A small number of rows where gene name, symbol and feature type have "no value"

ValWood commented 2 years ago

ValWood commented 2 years ago

Also, in the above is one random Uniprot entry. UniProt accessions are otherwise loaded as features attached to gene s(so that we only have one gene set)

ValWood commented 2 years ago

@kimrutherford @manulera

kimrutherford commented 2 years ago

I get the same list with this query:

<query model="genomic" view="Gene.primaryIdentifier Gene.secondaryIdentifier Gene.symbol Gene.name Gene.length Gene.organism.shortName" constraintLogic="(A and B)" sortOrder="">
   <constraint path="Gene.length" op="IS NULL" code="B"/>
   <constraint path="Gene.organism.shortName" value="S. pombe" op="=" code="A"/>
</query>

PombeMine-zero-length-genes-1

kimrutherford commented 2 years ago

I'm investigating (https://github.com/pombase/pombase-chado/issues/967) why we export the transcript ID "SPAC1556.06.1" as an exact synonym for "SPAC1556.06" in the JSON file for PombeMine. But it might just be a coincidence that it's in this list.
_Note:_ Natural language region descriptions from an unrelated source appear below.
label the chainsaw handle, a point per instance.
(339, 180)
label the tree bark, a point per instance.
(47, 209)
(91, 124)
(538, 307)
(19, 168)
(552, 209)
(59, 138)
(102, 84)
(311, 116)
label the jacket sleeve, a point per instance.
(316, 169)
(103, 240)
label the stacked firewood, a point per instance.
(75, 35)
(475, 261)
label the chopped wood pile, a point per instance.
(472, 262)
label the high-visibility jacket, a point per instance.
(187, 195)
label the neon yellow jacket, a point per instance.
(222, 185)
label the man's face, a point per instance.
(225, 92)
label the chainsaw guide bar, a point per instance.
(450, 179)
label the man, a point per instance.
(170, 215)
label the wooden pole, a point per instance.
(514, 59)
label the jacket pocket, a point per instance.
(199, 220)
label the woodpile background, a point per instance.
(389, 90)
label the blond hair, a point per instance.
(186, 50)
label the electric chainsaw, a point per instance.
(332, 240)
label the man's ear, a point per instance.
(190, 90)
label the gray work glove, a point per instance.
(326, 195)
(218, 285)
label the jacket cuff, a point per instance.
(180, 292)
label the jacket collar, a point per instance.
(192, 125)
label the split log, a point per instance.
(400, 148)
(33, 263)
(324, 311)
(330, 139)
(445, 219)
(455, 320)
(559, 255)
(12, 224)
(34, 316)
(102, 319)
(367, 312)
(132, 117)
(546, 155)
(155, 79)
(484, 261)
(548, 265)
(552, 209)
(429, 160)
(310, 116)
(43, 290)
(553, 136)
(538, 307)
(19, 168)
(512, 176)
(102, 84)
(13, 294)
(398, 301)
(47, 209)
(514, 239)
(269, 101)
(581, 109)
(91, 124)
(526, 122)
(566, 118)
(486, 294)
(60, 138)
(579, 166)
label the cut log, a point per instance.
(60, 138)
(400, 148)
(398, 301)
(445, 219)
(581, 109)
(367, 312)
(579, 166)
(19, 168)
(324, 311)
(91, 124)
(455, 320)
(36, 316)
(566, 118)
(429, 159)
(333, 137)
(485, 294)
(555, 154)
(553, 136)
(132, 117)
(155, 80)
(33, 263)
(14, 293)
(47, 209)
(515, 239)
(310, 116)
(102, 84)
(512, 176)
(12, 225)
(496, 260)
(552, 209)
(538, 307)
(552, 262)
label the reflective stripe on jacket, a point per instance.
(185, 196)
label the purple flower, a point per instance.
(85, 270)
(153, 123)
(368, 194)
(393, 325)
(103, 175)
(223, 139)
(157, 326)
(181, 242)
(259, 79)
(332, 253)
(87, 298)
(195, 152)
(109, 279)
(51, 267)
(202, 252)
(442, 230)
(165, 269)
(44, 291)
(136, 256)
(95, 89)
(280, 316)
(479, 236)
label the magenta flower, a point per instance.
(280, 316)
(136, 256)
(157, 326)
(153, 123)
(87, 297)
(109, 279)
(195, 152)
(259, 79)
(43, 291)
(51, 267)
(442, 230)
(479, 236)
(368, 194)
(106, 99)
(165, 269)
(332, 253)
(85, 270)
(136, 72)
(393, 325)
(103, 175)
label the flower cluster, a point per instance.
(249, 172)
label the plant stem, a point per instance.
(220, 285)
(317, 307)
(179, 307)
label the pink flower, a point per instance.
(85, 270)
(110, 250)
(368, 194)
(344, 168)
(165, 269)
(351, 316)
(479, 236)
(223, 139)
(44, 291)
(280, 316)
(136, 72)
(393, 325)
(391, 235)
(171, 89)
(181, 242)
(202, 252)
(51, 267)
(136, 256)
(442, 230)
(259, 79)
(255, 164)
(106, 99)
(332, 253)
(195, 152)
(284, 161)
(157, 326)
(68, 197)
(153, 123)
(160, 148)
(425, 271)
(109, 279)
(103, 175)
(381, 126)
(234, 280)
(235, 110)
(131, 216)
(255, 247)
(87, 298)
SPAC1F12.03c and SPAC4H3.12c aren't current PomBase identifiers. Those genes were removed sometime in the past. (Details: https://www.pombase.org/status/new-and-removed-genes)
- Ensembl Genomes has SPAC4H3.12c still: https://fungi.ensembl.org/Schizosaccharomyces_pombe/Gene/Summary?g=SPAC4H3.12c
- SPAC1F12.03c isn't in Ensembl Genomes.
SPBC28F2.11 is a current PomBase gene. There are two genes with that DB identifier in PombeMine. I'm not sure why they haven't merged.
SPBC8E4.02c is a synonym of SPNCRNA.9001 in PomBase because two genes were merged in the past. In PombeMine there is a gene object for SPBC8E4.02c and one for SPNCRNA.9001.
- Ensembl Genomes has SPBC8E4.02c but not SPNCRNA.9001
SPCC548.03c.1 and SPCC548.03c.2 are transcript IDs.

ValWood commented 2 years ago

That's weird, I wonder where they are coming from?

for example :

SPAC1F12.03c | removed; replaced by a nuclear mitochondrial pseudogene (NUMT) feature | | 2012-07-16

is a NUMT (a small fragment of the mitochondria, that looks like a gene fragment, and so I had it as coding for a while), but it was removed from PomBase in 2012.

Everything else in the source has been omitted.